En bas des remparts, une lueur bleue fila sur le boulevard. Je la suivis des yeux un moment tandis qu’elle s’enfonçait dans les ruelles de la vieille ville. Au fond du vide obscur gisait donc une solution, une alternative : je devais à mon tour suivre cette lueur bleue, quand bien même elle se perdait dans la ténèbre la plus obscure. C’est ainsi qu’une demi-heure plus tard, je garais la voiture sur le parking des urgences de l’hôpital psychiatrique de Bayonne. Je restais là une heure de plus, observant l’entrée éclairée d’une lumière jaunâtre, entrevoyant parfois l’ombre d’une infirmière traversant le hall.

 

Il y eût peu d’admission. À un moment cependant, il me sembla qu’une femme âgée descendait péniblement de l’ambulance, encadrée par deux hommes en blouse blanche, probablement ivre, la femme. Je me souviens que durant ce temps-là je gardais le chèque dans les mains, le lissant machinalement, le cœur battant, imaginant et répétant les phrases que j’aurais aimé dire en me présentant au bureau d’accueil. Je parlais, pour moi-même et à voix haute, récitais mon texte : je ne voyais plus aucune issue, sinon ma propre mort, je ne m’étais jamais senti aussi proche de mettre un point final à cette vie absurde, mais en me présentant ici, je m’accordais, presque par réflexe, un réflexe de survie dira-t-on, une chance supplémentaire, &c. Tout en répétant mon texte, je pliais et dépliais le chèque entre mes doigts. En élaborant ce discours pour un éventuel psychiatre, j’avais en quelque sorte déballé mon sac, restaurant ce faisant un peu de ce rapport à soi que le désespoir s’emploie si bien à ruiner. Rien qu’un peu sans doute, mais, l’Espagne était déjà loin, j’en avais déjà transformé durant tout le voyage la douleur en récit, ce récit qu’on se fait dans la tête et qui vient bientôt redoubler l’abrupte durée de la vie vécue, le temps qu’il faut pour digérer, assimiler, se nourrir de l’expérience, ce temps-là, je l’avais pris finalement, assumé son cortège inévitable de souffrance, en roulant dans la nuit, menacé par l’imminence de la folie.

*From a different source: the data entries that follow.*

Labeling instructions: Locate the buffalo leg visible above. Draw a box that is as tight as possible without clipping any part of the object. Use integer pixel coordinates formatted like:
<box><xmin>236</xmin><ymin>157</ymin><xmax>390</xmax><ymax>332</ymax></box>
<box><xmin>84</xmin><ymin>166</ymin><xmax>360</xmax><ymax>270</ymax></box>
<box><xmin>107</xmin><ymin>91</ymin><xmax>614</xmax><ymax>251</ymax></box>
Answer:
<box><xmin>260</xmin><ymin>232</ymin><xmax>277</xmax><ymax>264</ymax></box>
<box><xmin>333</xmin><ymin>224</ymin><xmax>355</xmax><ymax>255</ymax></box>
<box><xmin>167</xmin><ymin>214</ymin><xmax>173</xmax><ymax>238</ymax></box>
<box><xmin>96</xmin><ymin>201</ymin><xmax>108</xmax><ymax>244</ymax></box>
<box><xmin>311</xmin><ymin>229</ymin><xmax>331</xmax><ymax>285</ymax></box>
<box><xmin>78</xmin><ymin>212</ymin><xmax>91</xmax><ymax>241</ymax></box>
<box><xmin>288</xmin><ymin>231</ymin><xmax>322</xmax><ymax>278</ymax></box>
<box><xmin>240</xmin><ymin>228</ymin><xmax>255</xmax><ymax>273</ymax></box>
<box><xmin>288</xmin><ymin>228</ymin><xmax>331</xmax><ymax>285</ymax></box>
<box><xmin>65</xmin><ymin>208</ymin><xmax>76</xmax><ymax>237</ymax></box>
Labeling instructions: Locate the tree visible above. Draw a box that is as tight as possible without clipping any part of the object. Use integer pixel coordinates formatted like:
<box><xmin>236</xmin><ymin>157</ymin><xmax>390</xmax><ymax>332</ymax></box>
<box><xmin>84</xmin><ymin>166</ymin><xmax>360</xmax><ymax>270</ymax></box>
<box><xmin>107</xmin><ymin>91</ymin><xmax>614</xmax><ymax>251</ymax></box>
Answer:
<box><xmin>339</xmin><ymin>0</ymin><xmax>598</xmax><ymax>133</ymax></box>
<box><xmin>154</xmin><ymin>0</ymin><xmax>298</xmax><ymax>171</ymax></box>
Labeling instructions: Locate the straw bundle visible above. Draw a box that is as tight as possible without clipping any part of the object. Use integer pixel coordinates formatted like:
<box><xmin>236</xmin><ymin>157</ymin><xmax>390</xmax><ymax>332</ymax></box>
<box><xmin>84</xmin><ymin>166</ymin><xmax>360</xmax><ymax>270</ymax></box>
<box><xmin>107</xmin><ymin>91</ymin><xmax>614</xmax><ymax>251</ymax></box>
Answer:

Plus tard, à la station service près de Mont-de-Marsan, sur la Nationale 10 qui remonte vers le nord, je me suis faufilé, terrifié, entre les corps fatigués des camionneurs, tout en m’efforçant d’avoir l’air de celui qui n’a rien à se reprocher, et surtout pas le crime de payer un plein d’essence avec un chèque en bois, jusqu’à la caisse de paiement. « Là on va se prendre une sacrée saucée », que j’ai dit pour mettre l’employé dans ma poche. « Et c’est comme ça jusqu’à Bordeaux », qu’il a fait, tout en recopiant les chiffres à l’arrière de mon permis de conduire. Et je remontais ainsi vers le nord, tandis que s’abattaient sur la carrosserie cabossée de ma pauvre voiture des trombes et des trombes d’eaux qui noyèrent ma peine dans un vacarme épouvantable si bien que j’entendais à peine dans le casque Enjoy the silence de Depeche Mode et la voix douce d’Aparecida m’envoyant au diable depuis l’autre côté des Pyrénées.